A traditional IRA is primarily an individual savings plan. Contributions are made up to a specified limit with the contribution tax deductible. Money invested and earned in a traditional IRA are subject to income taxes at the time of withdrawal. Withdrawals can be made without penalty once you reach the age of 59 1/2 years of age and you must begin withdrawing from your account when you reach the age of 70 1/2.
A traditional IRA must be set up with an IRS approved institution such as banks, some credit unions, brokerages, and so on. A traditional IRA can be established at anytime during the year but contributions for a tax year must be made before the owner’s tax filing deadline. For more information on setting up a traditional IRA, you should contact your accountant, financial institution, or broker.
What are the Advantages of a Traditional IRA?
- Contributions are tax deferred
- Investment income is not taxed until it is withdrawn
What are the Disadvantages of a Traditional IRA?
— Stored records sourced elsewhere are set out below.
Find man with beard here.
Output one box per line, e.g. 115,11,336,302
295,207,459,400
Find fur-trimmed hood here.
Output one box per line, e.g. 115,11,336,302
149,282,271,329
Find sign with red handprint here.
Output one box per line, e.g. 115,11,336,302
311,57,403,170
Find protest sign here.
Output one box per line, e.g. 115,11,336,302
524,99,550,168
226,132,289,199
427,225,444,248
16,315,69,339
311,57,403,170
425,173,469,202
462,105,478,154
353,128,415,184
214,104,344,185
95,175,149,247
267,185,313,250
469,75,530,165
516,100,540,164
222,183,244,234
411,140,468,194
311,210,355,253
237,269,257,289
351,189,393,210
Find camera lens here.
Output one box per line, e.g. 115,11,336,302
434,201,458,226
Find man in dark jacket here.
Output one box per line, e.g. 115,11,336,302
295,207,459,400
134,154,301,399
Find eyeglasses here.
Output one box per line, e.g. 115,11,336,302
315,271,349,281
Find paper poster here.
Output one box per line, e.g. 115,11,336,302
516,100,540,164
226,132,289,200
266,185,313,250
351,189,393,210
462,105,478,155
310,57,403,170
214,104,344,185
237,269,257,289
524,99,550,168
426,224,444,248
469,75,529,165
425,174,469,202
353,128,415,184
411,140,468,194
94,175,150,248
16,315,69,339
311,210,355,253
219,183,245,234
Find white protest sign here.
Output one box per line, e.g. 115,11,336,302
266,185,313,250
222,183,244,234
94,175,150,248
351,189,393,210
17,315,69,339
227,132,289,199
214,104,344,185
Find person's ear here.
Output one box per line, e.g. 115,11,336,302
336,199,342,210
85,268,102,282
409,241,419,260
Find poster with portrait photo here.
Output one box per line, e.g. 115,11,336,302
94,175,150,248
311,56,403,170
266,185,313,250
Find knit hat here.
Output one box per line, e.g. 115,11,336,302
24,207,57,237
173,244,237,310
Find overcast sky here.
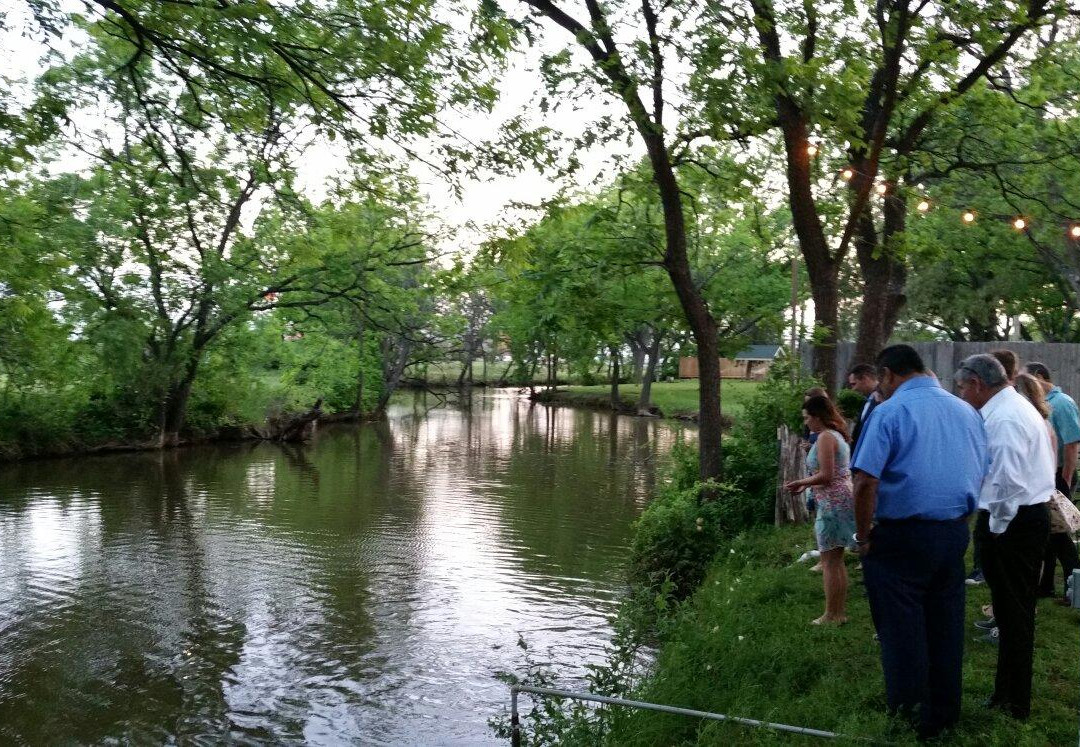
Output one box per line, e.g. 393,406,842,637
0,0,633,256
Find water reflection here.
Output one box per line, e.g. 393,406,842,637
0,391,689,743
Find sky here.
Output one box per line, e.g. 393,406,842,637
0,0,631,256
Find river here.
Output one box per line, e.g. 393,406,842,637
0,390,688,744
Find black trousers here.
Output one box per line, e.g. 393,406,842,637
1039,474,1079,596
863,518,969,739
977,503,1050,719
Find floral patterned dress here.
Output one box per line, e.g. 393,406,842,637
807,429,856,552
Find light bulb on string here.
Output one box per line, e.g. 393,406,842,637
840,167,854,181
1012,217,1027,231
875,182,888,196
916,199,931,213
807,143,819,157
1070,224,1080,239
962,210,976,224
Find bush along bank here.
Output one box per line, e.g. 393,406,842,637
497,363,1080,745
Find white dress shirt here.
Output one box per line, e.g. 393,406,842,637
979,386,1056,534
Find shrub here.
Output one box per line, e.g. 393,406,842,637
835,387,866,420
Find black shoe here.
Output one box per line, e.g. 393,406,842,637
973,617,996,630
975,627,999,644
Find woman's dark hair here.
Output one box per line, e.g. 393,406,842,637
875,344,926,377
803,386,828,400
1025,361,1052,382
803,395,850,443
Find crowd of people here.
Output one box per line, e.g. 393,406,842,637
785,344,1080,740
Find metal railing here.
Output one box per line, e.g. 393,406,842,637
508,684,844,746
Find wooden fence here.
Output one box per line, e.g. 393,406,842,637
775,425,810,526
800,341,1080,399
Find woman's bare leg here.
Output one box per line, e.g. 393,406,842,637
815,548,848,624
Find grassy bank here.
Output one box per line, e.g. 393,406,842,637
606,523,1078,745
541,380,760,420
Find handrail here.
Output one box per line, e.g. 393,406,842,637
508,683,844,745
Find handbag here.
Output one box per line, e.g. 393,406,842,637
1048,490,1080,534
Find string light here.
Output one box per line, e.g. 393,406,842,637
832,163,1080,237
806,143,819,157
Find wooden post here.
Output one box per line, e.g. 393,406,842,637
775,424,810,525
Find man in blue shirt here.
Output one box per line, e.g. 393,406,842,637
851,345,989,740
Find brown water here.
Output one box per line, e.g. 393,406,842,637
0,391,687,744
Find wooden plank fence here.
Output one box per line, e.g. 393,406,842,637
775,425,810,526
800,341,1080,400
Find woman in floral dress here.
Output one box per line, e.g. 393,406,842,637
786,395,855,625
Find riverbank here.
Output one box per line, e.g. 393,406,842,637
0,407,376,463
531,380,759,422
606,523,1079,745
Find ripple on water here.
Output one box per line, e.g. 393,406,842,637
0,392,689,743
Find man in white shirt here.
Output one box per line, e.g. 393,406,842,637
955,354,1053,720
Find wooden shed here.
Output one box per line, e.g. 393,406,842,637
680,344,784,380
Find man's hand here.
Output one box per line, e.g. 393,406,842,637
785,479,805,495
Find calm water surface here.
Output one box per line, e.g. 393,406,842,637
0,391,688,743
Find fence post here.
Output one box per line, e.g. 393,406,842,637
511,687,521,747
775,425,810,525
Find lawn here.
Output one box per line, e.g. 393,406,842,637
604,523,1079,745
556,379,760,420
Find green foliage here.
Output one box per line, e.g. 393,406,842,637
607,524,1080,746
835,388,866,421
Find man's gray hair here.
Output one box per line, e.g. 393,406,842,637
955,354,1007,388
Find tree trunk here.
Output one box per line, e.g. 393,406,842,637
609,345,621,411
854,199,908,366
638,328,662,415
354,317,366,414
640,130,724,486
158,353,202,448
779,118,840,392
375,337,411,415
627,331,646,383
159,380,193,448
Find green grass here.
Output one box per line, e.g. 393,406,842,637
608,523,1079,745
554,380,760,420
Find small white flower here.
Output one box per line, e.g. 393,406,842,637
706,664,712,671
738,635,745,641
730,548,735,554
711,625,719,633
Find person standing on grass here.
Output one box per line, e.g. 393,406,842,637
847,363,881,448
1024,362,1080,601
851,345,988,741
955,355,1052,720
785,395,854,625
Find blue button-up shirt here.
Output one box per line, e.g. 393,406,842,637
852,376,988,521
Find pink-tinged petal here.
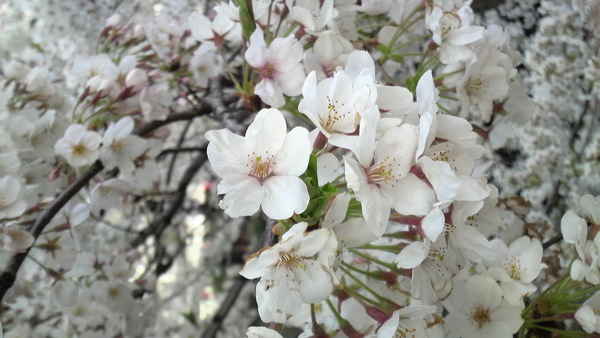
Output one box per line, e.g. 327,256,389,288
205,129,247,177
297,260,334,303
269,36,303,72
274,65,305,96
245,27,267,68
390,173,436,216
218,176,264,218
418,156,461,201
262,176,309,219
272,126,310,176
254,79,285,108
246,108,287,156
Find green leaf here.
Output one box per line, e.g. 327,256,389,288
377,45,390,55
389,54,404,63
238,0,256,41
299,155,340,220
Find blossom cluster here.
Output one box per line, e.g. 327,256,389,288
0,0,599,337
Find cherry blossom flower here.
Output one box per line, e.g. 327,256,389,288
54,124,102,167
245,27,305,107
239,222,338,323
443,274,523,337
99,117,146,175
486,237,546,306
205,108,311,219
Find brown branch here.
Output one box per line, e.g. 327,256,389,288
130,153,207,247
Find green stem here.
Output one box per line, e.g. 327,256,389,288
349,249,400,272
339,264,386,303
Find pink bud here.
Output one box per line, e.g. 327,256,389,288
85,75,103,93
133,25,145,40
106,14,122,28
98,79,115,97
125,68,148,93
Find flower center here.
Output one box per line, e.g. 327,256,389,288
367,156,401,187
248,154,274,182
466,77,485,96
261,62,277,79
506,258,521,280
471,306,491,327
278,252,307,270
440,13,461,38
73,142,89,157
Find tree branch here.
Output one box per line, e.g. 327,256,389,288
0,109,210,303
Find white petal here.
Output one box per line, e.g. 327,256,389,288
262,176,309,219
255,79,285,108
390,174,436,216
246,108,287,155
323,192,351,228
272,127,310,176
297,260,334,303
418,156,461,201
422,207,444,242
396,241,428,269
219,176,264,218
205,129,248,177
245,27,267,68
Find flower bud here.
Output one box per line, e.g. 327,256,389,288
98,79,115,97
133,25,145,40
125,68,148,93
85,75,103,93
106,14,122,29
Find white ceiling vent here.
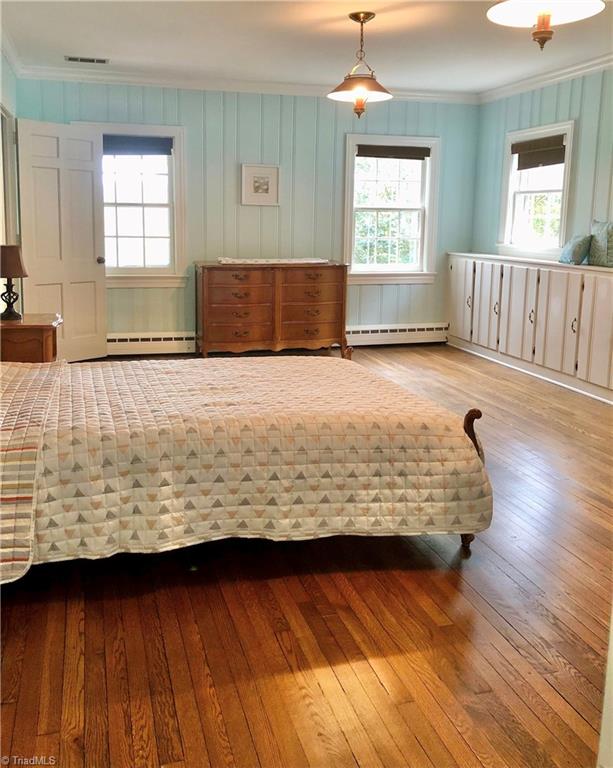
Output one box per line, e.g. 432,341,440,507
64,55,109,65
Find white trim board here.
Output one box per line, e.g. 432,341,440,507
449,335,612,405
3,22,610,107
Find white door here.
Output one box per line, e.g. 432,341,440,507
577,274,613,388
18,119,107,361
534,268,582,375
449,256,474,342
473,260,502,350
498,265,539,362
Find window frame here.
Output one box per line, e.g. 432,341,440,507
498,120,574,258
74,122,186,288
344,134,439,285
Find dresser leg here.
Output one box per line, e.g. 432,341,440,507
341,344,353,360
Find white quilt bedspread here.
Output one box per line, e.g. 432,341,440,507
1,357,492,582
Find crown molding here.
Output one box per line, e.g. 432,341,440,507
478,53,613,103
3,38,610,108
10,63,480,104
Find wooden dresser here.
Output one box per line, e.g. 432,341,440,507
0,314,63,363
195,263,351,358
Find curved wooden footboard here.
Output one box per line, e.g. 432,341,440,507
461,408,484,551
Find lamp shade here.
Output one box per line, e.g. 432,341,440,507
487,0,605,28
1,245,28,278
327,74,393,103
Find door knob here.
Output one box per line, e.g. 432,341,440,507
96,256,105,264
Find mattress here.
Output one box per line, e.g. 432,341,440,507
0,356,493,583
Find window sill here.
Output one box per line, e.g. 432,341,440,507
106,274,188,289
348,271,436,285
497,243,561,260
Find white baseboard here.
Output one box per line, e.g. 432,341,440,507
107,331,196,355
449,336,612,404
347,323,448,346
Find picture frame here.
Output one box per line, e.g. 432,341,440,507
241,164,279,206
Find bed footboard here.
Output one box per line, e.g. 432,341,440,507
460,408,484,551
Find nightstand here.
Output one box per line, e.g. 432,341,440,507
0,314,63,363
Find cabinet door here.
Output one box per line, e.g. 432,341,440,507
499,265,538,361
534,269,583,375
577,274,613,388
449,257,474,342
473,261,502,350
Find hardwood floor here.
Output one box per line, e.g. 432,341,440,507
1,344,611,768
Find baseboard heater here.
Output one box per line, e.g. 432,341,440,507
107,332,196,355
107,323,448,355
346,323,448,346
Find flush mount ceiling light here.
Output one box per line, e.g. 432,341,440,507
327,11,392,118
487,0,605,50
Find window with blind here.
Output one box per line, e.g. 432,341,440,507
103,133,176,273
502,123,573,252
346,136,433,277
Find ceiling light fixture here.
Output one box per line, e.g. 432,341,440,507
327,11,392,118
487,0,605,50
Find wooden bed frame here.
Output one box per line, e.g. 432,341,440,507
461,408,484,551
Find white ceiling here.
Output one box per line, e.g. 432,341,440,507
2,1,612,98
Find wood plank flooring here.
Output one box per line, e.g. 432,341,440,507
1,344,611,768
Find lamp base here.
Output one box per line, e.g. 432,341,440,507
1,278,22,321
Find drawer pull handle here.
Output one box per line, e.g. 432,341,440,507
231,272,248,281
528,309,535,324
233,330,250,338
306,272,323,280
571,317,577,334
306,309,320,318
466,296,472,309
304,328,320,337
232,311,250,319
232,291,250,299
305,289,321,298
493,301,499,316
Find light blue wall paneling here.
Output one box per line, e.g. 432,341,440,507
1,53,17,115
472,69,613,252
16,78,479,332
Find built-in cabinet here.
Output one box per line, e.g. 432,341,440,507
448,253,613,399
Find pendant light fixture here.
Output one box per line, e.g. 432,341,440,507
487,0,605,50
327,11,392,118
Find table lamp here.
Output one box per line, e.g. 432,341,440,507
1,245,28,321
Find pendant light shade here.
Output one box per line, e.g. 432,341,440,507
487,0,605,49
327,12,392,118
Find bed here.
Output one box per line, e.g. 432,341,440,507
0,356,493,584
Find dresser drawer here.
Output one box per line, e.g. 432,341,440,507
207,268,273,286
207,286,273,305
206,324,273,343
282,283,343,304
207,305,273,324
282,267,343,285
282,303,341,323
280,322,339,342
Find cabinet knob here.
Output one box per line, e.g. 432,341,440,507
96,256,105,264
466,296,472,309
528,309,535,324
571,317,577,334
493,301,499,316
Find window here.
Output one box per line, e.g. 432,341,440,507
345,135,439,284
501,122,573,253
103,134,174,273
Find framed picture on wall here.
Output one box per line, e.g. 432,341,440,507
241,164,279,206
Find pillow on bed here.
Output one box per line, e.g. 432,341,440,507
559,235,591,265
588,220,613,267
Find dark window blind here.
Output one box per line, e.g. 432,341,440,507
511,134,565,170
356,144,431,160
103,135,173,156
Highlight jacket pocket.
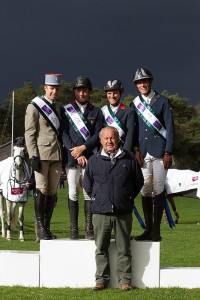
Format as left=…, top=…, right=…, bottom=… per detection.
left=37, top=140, right=51, bottom=146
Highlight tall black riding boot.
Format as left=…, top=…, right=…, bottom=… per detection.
left=68, top=198, right=79, bottom=239
left=44, top=195, right=57, bottom=239
left=34, top=189, right=51, bottom=240
left=84, top=200, right=94, bottom=240
left=153, top=191, right=166, bottom=241
left=135, top=196, right=153, bottom=241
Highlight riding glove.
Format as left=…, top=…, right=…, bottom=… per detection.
left=31, top=157, right=41, bottom=172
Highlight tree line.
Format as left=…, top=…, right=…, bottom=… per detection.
left=0, top=81, right=200, bottom=171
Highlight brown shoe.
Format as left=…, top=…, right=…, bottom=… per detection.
left=121, top=283, right=133, bottom=291
left=92, top=283, right=106, bottom=291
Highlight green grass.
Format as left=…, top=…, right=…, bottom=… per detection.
left=0, top=188, right=200, bottom=299
left=0, top=286, right=200, bottom=300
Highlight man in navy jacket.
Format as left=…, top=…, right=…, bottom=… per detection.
left=83, top=126, right=144, bottom=291
left=131, top=67, right=175, bottom=242
left=62, top=76, right=103, bottom=240
left=102, top=79, right=136, bottom=151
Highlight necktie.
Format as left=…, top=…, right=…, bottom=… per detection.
left=109, top=153, right=116, bottom=164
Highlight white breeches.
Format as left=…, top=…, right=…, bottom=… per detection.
left=66, top=166, right=90, bottom=202
left=141, top=153, right=167, bottom=197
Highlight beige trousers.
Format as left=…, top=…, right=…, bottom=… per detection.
left=34, top=160, right=62, bottom=195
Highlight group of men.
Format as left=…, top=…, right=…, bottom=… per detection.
left=24, top=68, right=175, bottom=291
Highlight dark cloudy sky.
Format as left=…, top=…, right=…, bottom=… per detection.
left=0, top=0, right=200, bottom=105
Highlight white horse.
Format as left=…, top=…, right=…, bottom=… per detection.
left=165, top=169, right=200, bottom=198
left=0, top=144, right=30, bottom=241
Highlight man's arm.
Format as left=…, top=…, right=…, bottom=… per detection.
left=83, top=109, right=103, bottom=151
left=24, top=104, right=39, bottom=158
left=61, top=114, right=76, bottom=150
left=122, top=108, right=136, bottom=151
left=131, top=156, right=144, bottom=198
left=82, top=160, right=94, bottom=198
left=163, top=99, right=175, bottom=169
left=70, top=108, right=103, bottom=159
left=163, top=99, right=175, bottom=154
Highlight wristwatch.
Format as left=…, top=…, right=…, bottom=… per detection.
left=164, top=152, right=172, bottom=156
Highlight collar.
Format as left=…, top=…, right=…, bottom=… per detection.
left=109, top=102, right=125, bottom=111
left=142, top=90, right=155, bottom=104
left=75, top=100, right=87, bottom=112
left=43, top=96, right=54, bottom=105
left=110, top=102, right=120, bottom=109
left=110, top=102, right=125, bottom=114
left=110, top=105, right=119, bottom=114
left=101, top=147, right=123, bottom=158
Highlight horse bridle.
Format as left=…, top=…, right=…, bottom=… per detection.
left=12, top=147, right=27, bottom=184
left=11, top=160, right=29, bottom=185
left=14, top=154, right=25, bottom=166
left=13, top=145, right=26, bottom=168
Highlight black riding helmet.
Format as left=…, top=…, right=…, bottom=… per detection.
left=133, top=68, right=153, bottom=83
left=104, top=80, right=124, bottom=94
left=72, top=76, right=92, bottom=91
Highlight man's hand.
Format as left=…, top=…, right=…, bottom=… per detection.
left=70, top=145, right=86, bottom=159
left=31, top=157, right=41, bottom=172
left=134, top=151, right=144, bottom=167
left=163, top=154, right=172, bottom=169
left=77, top=155, right=88, bottom=167
left=25, top=181, right=34, bottom=190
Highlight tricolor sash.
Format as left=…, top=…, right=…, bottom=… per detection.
left=133, top=95, right=167, bottom=139
left=64, top=103, right=91, bottom=141
left=101, top=104, right=126, bottom=143
left=31, top=96, right=60, bottom=136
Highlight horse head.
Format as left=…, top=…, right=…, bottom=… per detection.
left=13, top=145, right=26, bottom=169
left=13, top=137, right=26, bottom=169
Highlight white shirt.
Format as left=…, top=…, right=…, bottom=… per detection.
left=101, top=148, right=122, bottom=158
left=142, top=90, right=155, bottom=105
left=43, top=96, right=54, bottom=105
left=76, top=101, right=87, bottom=113
left=110, top=103, right=120, bottom=114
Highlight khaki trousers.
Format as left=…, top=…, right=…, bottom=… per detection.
left=93, top=213, right=132, bottom=286
left=34, top=160, right=62, bottom=195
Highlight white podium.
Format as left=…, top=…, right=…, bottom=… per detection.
left=160, top=267, right=200, bottom=288
left=40, top=239, right=160, bottom=288
left=0, top=250, right=39, bottom=287
left=1, top=240, right=199, bottom=288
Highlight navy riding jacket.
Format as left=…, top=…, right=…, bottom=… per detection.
left=130, top=92, right=175, bottom=158
left=62, top=101, right=104, bottom=167
left=102, top=103, right=137, bottom=151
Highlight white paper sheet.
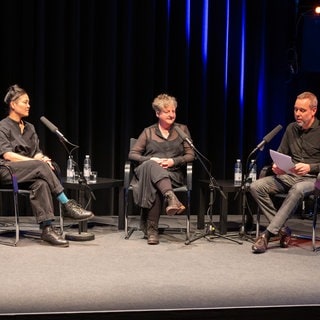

- Premature withdrawals in excess of contributions are fully taxable and are subject to a 10% penalty
- Contributions are limited each year for each individual
- Withdrawals must begin when you turn 70 ½ years of age
- Failure to make withdrawals on schedule or not withdrawing enough money will result in penalties
- Contributions cannot be made after reaching age 70 ½
- Heirs will owe taxes on earnings
Distribution Rules
If you have more than one traditional IRA, they are treated as a single account when calculating the tax consequences of distributions from any of them. Early withdrawal of funds is subject to income taxes and a 10% penalty.